The Local Area Network Security Battle

I was almost done setting this up when a new idea struck me: Since the control interface is accessed via a local address and web browser, why not share it with colleagues over the LAN?

Theoretically, this operation is simple—just share the local machine's address and port. I opened the configuration file and replaced 127.0.0.1 with 0.0.0.0, allowing other devices to access it easily.

But things quickly became complicated.

(Image source: Openclaw)

Once the server was open to the public, previously dormant security mechanisms activated—first a whitelist mode, then HTTPS encryption requirements, and finally the need to set passwords and tokens. I entered the familiar debugging phase: modifying configurations, setting up authentication, adding whitelists, generating tokens. I even nearly crashed the It was finally done well (hard-earned) Openclaw setup in the process.

(Image source: Openclaw)

After round after round of testing, LAN access finally stabilized.

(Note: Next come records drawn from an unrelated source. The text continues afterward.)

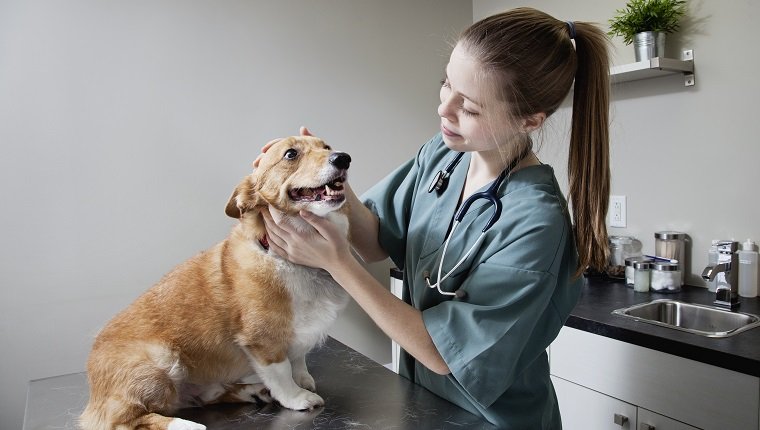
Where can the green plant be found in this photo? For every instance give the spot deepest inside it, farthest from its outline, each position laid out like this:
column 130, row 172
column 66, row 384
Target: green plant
column 647, row 15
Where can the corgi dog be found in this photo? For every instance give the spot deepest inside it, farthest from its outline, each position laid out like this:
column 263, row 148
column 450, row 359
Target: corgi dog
column 236, row 311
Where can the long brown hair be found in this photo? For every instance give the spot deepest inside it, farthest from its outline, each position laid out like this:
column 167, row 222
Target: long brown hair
column 532, row 55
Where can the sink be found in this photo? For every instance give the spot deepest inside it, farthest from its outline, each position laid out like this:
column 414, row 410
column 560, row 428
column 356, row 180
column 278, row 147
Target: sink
column 693, row 318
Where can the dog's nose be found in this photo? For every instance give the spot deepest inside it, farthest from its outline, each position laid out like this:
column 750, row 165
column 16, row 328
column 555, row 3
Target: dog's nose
column 340, row 160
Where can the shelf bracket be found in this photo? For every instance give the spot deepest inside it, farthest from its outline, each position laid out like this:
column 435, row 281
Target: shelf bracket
column 688, row 77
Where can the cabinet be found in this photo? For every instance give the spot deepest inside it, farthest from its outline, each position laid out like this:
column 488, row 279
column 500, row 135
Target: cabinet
column 582, row 408
column 649, row 387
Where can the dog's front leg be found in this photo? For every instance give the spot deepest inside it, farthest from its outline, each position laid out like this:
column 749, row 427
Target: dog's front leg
column 301, row 374
column 278, row 376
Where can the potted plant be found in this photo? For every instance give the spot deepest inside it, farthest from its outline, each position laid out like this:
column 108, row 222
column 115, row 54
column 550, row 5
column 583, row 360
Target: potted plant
column 645, row 23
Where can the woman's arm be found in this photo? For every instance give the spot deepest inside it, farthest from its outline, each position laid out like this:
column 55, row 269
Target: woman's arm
column 364, row 228
column 327, row 249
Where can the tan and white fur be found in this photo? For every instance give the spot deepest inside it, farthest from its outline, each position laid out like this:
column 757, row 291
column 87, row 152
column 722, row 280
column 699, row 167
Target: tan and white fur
column 232, row 312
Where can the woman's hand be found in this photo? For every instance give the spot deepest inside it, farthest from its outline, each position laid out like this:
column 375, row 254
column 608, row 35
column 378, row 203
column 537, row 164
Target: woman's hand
column 323, row 247
column 303, row 131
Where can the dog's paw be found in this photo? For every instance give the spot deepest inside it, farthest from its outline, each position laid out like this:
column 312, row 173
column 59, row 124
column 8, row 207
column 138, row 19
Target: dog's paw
column 305, row 381
column 180, row 424
column 304, row 400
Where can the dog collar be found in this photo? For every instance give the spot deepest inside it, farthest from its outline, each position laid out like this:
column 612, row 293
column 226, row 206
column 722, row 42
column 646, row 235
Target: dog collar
column 264, row 243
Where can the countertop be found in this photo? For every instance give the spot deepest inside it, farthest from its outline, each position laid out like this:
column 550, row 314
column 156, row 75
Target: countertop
column 358, row 393
column 601, row 296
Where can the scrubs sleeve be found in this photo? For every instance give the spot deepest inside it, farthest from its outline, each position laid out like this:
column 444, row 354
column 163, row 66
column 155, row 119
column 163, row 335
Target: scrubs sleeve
column 487, row 347
column 391, row 200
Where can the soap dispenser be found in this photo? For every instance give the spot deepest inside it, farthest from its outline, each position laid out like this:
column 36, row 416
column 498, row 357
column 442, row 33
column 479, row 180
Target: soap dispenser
column 748, row 275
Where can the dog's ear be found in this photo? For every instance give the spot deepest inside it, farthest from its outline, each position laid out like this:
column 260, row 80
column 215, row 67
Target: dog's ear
column 244, row 198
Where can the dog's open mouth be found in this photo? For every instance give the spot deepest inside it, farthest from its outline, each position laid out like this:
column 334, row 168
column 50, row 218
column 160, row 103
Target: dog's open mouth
column 332, row 191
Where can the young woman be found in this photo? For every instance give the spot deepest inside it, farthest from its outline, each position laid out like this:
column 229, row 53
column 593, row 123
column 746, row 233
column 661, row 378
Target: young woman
column 483, row 347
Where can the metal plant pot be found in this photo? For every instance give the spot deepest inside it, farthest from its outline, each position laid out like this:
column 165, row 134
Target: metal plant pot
column 649, row 44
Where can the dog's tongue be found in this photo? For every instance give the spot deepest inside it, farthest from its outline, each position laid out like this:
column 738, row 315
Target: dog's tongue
column 317, row 194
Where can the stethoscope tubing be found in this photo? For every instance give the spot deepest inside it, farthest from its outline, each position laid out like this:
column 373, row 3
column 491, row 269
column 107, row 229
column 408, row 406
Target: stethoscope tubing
column 439, row 184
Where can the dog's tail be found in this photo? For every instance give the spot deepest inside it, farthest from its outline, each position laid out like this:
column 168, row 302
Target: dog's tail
column 127, row 393
column 96, row 417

Conclusion and Experience: Useful, But Not for Everyone

After Struggling to build a framework (barely setting up the framework) and getting it running smoothly, my feelings were mixed. On one hand, building the system from scratch brought a sense of accomplishment; on the other, spending nearly a day and a half for this outcome felt somewhat underwhelming.

Openclaw is essentially a multi-output chat client integrated with MCP (Model Context Protocol) and Skills, meaning most of its capabilities still depend on the language model's execution efficiency.

If you ask it to perform particularly complex operations, Openclaw is prone to the large model's characteristic hallucinations and execution interruptions.

Suffice it to say, achieving the seamless interaction seen in sci-fi movies still has a long way to go.

(Image source: DeepSeek)

Not to mention that Skill schemes heavily consume large models' Tokens, and security safeguards have obvious vulnerabilities—once someone gains access to your communication with Openclaw through some means, stealing data or even deleting your computer system becomes alarmingly easy.

But looking back at the recent craze for Openclaw, you'll notice some interesting things:

The discussions surrounding Openclaw after the Spring Festival have clearly gone beyond user-driven promotion.

Nearly everyone is talking about how useful 'Lobster' is: some share how it has transformed their work methods, others recount cases of 'automatically earning money' with AI, and still others keep emphasizing that professionals who can't use Openclaw will soon be left behind.

But in reality, the people who truly make money are often not those who use the tools, but those who sell them.

From our initial observations, it's clear that the complete commercial chain around Openclaw is already well-defined: from selling anxiety and courses, to Token calls and even paid deployments, the goal of all this is not 'technical promotion' but precisely harvesting ordinary people's wallets.

(Image source: Xiaohongshu)

This model is identical to the hype surrounding the 'metaverse' and 'blockchain' in the past—anxiety is manufactured and spread by so-called 'industry insiders,' packaging immature technologies as 'future trends.' In the face of such situations, we ordinary people should be more vigilant.

Openclaw primarily frees large language models from mere chat windows. It may be a novel technology, but calling it a 'truly meaningful personal intelligent agent' or even 'the future direction' is somewhat exaggerated.

So when more and more people start discussing that 'those who can't use Lobster will be left behind,' perhaps we can calm down a bit.

From the spinning jenny to the internal combustion engine, from 5G to AI, in every technological wave, the first thing to be mass-produced is often not the revolutionary tool itself but the anxiety surrounding it.

A technology that truly changes the world does not—and does not need to—rely on anxiety to prove its value.